Using Frequency and Weight Fields
Frequency and weight fields are used to give extra importance to some records over others, for example, because you know that one section of the population is under-represented in the training data (weight) or because one record represents a number of identical cases (frequency).
- Values for a frequency field should be positive integers. Records with a negative or zero frequency weight are excluded from the analysis. Non-integer frequency weights are rounded to the nearest integer.
- Case weight values should be positive but need not be integer values. Records with a negative or zero case weight are excluded from the analysis.
Scoring Frequency and Weight Fields
Frequency and weight fields are used in training models, but are not used in scoring, because the score for each record is based on its characteristics regardless of how many cases it represents. For example, suppose you have the data in the following table.
Married | Responded |
---|---|
Yes | Yes |
Yes | Yes |
Yes | Yes |
Yes | No |
No | Yes |
No | No |
No | No |
Based on this, you conclude that three out of four married people respond to the promotion, and two out of three unmarried people didn’t respond. So you will score any new records accordingly, as shown in the following table.
Married | $-Responded | $RP-Responded |
---|---|---|
Yes | Yes | 0.75 (three/four) |
No | No | 0.67 (two/three) |
Alternatively, you could store your training data more compactly, using a frequency field, as shown in the following table.
Married | Responded | Frequency |
---|---|---|
Yes | Yes | 3 |
Yes | No | 1 |
No | Yes | 1 |
No | No | 2 |
Since this represents exactly the same dataset, you will build the same model and predict responses based solely on marital status. If you have ten married people in your scoring data, you will predict Yes for each of them regardless of whether they are presented as ten separate records, or one with a frequency value of 10. Weight, although generally not an integer, can be thought of as similarly indicating the importance of a record. This is why frequency and weight fields are not used when scoring records.

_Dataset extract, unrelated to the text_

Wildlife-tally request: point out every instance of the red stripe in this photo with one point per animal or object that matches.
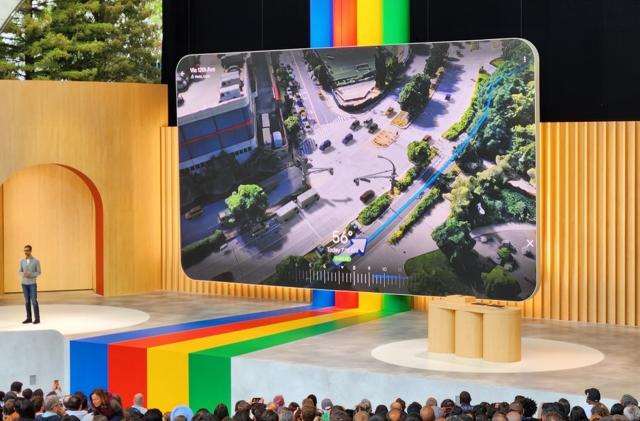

Evaluating and Comparing Models
Some model types support frequency fields, some support weight fields, and some support both. But in all cases where they apply, they are used only for model building and are not considered when evaluating models using an Evaluation node or Analysis node, or when ranking models using most of the methods supported by the Auto Classifier and Auto Numeric nodes.
- When comparing models (using evaluation charts, for example), frequency and weight values will be ignored. This enables a level comparison between models that use these fields and models that don't, but means that for an accurate evaluation, a dataset that accurately represents the population without relying on a frequency or weight field must be used. In practical terms, you can do this by making sure that models are evaluated using a testing sample in which the value of the frequency or weight field is always null or 1. (This restriction only applies when evaluating models; if frequency or weight values were always 1 for both training and testing samples, there would be no reason to use these fields in the first place.)
- If using Auto Classifier, frequency can be taken into account if ranking models based on Profit, so this method is recommended in that case.
- If necessary, you can split the data into training and testing samples using a Partition node.